Avaí - Tramita na Câmara Municipal de Avaí (39 quilômetros de Bauru) um projeto de lei que proíbe a instalação de penitenciárias no município. De autoria do vereador João Cassetari (PL), o projeto impede ainda que a prefeitura desaproprie área com a finalidade de cedê-la ao Estado para construção de presídio.
O assunto ganhou as ruas da cidade e divide a opinião dos moradores. Neste caso, o posicionamento dos vereadores diante do projeto é um reflexo direto do que se ouve nas ruas. De acordo com Cassetari, a Câmara também está dividida, mas ele acredita que conseguirá os votos necessários para aprovar o projeto.

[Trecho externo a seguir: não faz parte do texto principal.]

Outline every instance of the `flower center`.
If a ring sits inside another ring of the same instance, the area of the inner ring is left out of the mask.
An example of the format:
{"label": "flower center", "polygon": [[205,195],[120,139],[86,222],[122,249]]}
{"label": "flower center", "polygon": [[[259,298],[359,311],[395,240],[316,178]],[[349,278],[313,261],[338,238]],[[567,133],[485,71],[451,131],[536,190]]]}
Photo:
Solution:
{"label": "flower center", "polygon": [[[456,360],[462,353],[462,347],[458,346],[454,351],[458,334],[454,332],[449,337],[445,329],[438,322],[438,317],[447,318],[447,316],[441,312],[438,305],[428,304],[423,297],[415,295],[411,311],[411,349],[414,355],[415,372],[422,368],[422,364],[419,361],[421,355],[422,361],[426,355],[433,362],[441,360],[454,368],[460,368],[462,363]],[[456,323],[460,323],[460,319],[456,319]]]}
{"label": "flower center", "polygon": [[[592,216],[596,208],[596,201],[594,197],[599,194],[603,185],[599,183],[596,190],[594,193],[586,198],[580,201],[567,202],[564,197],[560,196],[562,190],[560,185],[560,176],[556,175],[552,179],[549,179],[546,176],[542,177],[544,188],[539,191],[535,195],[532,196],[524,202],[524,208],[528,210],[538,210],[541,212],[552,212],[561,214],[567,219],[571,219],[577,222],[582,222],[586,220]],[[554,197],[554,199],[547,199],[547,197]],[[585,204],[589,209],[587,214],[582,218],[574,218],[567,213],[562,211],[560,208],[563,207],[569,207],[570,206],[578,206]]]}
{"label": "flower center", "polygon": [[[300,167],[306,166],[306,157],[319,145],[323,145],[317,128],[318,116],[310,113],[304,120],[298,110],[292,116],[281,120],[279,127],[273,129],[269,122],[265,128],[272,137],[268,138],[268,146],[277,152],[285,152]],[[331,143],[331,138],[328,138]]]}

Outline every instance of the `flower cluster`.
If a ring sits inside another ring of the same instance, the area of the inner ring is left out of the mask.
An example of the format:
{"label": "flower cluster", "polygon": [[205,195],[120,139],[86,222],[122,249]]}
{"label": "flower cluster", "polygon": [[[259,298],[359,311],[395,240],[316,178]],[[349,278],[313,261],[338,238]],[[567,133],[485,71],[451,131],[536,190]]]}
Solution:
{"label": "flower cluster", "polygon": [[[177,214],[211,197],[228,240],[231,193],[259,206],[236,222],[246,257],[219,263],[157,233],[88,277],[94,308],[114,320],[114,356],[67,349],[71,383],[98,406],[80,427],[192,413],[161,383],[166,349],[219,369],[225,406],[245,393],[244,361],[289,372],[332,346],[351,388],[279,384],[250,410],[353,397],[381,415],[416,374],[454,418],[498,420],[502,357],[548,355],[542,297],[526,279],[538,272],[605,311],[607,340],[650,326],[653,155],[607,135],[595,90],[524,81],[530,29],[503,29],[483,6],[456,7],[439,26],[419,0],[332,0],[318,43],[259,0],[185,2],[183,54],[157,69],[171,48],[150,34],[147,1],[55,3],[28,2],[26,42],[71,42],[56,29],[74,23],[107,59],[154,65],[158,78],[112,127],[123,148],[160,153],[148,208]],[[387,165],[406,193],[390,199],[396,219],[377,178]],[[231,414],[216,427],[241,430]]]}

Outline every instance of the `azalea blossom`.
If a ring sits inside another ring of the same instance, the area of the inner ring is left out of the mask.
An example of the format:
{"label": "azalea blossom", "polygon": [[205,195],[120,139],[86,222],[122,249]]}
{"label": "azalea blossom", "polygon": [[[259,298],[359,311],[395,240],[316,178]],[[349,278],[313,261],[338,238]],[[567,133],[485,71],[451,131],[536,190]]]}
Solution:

A iniciativa de trazer uma penitenciária para o município partiu da prefeitura. Depois de realizar uma consulta popular, na qual a maioria dos moradores teria aprovado a idéia, o prefeito Paulo Sérgio Rodrigues (PSDB) entrou em contato com o governo do Estado e colocou o município à disposição para receber duas penitenciárias compactas, com capacidade para 1.500 presos.
O prefeito não foi localizado para falar sobre o assunto ontem, mas segundo informações obtidas pelo JC, a prefeitura está em processo de negociação para a compra de uma área de seis alqueires, que atualmente é usada para reflorestamento por uma empresa de celulose.

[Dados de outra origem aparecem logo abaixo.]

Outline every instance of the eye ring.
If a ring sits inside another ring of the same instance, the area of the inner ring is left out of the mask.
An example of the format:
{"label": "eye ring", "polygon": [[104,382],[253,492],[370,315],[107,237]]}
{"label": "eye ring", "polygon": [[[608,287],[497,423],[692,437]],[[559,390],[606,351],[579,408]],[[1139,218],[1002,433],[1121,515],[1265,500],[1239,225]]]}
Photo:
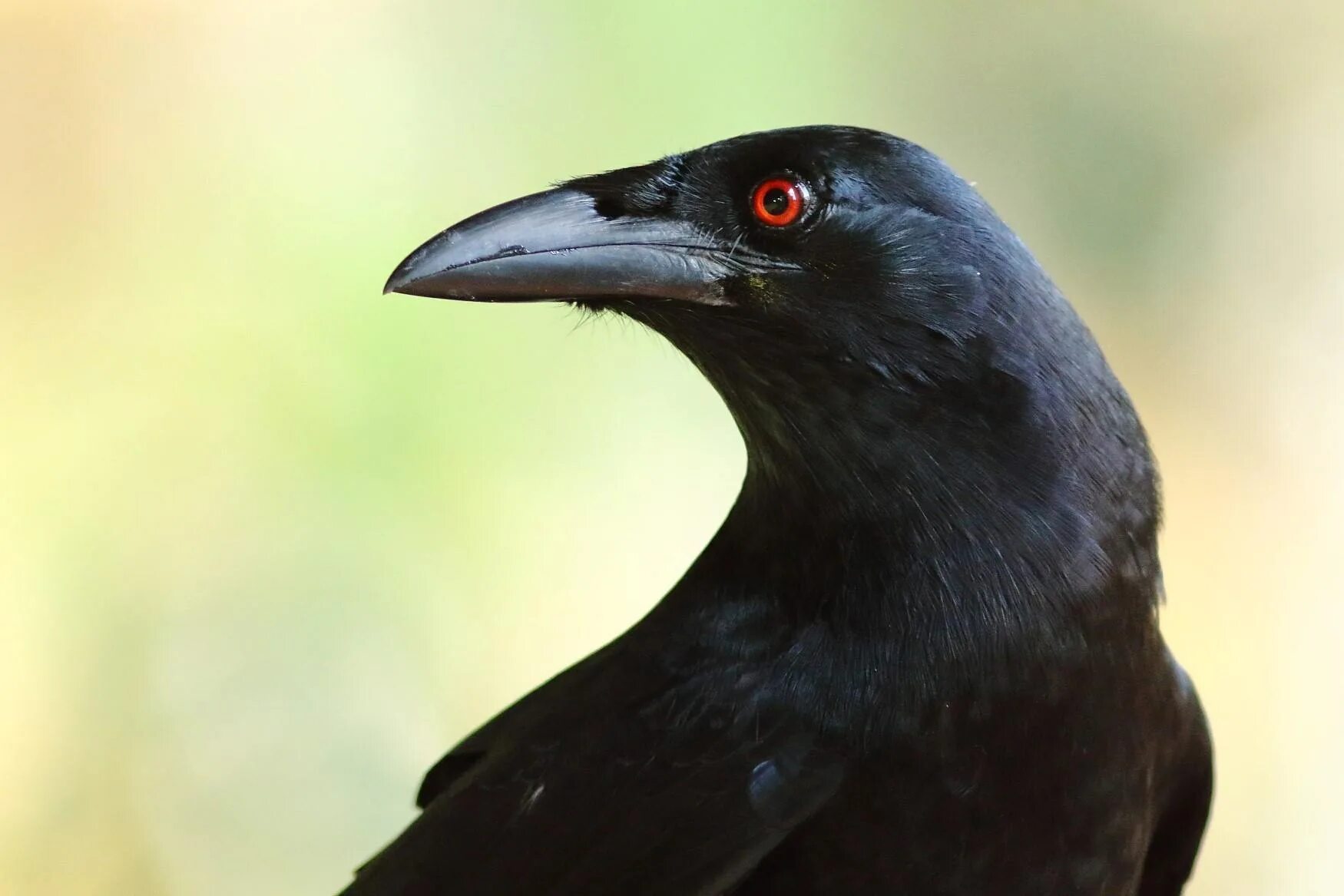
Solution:
{"label": "eye ring", "polygon": [[751,215],[766,227],[788,227],[812,201],[808,184],[793,175],[766,177],[751,189]]}

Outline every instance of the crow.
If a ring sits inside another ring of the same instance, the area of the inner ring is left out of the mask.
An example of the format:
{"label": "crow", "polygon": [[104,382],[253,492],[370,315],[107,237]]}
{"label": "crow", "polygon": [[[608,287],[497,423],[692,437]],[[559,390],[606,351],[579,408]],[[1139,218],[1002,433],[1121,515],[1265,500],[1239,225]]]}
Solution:
{"label": "crow", "polygon": [[939,159],[747,134],[480,212],[387,292],[638,321],[747,470],[684,578],[444,756],[347,896],[1181,891],[1211,746],[1157,627],[1146,437]]}

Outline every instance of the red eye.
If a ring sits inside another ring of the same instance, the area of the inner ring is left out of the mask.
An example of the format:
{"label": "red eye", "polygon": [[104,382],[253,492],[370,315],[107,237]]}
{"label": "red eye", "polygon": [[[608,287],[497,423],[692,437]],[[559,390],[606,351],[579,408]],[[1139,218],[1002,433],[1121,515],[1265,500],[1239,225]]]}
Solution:
{"label": "red eye", "polygon": [[767,177],[751,191],[751,214],[770,227],[788,227],[808,204],[808,187],[793,177]]}

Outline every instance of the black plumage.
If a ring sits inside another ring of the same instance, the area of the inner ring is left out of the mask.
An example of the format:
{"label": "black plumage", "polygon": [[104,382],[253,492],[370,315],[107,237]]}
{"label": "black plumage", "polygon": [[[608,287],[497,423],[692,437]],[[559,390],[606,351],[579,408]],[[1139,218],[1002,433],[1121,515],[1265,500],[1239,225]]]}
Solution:
{"label": "black plumage", "polygon": [[434,766],[347,893],[1180,892],[1210,740],[1148,443],[938,159],[750,134],[482,212],[388,289],[641,321],[749,463],[672,591]]}

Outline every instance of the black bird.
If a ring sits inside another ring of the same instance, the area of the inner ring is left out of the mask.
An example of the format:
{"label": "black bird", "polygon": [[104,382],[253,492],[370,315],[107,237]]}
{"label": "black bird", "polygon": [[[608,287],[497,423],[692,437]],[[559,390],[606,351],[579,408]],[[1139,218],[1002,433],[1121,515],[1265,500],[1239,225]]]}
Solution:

De acordo com documento elaborado pela Companhia Paulista de Obras e Serviços (CPOS), o esgoto produzido nas futuras penitenciárias de Avaí seriam lançados no rio Batalha, distante cerca de dois quilômetros e meio da área pretendida pela prefeitura. Ainda de acordo com o relatório da CPOS, a área fica cerca de quatro quilômetros de distância do Centro da cidade. As informações levantadas foram encaminhadas à Secretaria de Administração Penitenciária (SAP).
O projeto do vereador Cassetari proíbe a instalação de presídios estaduais ou federais em qualquer tipo de regime (fechado, semi-aberto ou outros). O texto foi remetido à Comissão de Constituição, Redação e Justiça da Câmara antes de ser submetido a votação. O projeto deverá ser levado a plenário na sessão do próximo dia 26.
A abertura de novas vagas de emprego foi a principal vantagem apontada pelo prefeito, em entrevista ao JC no mês passado, para receber os presídios.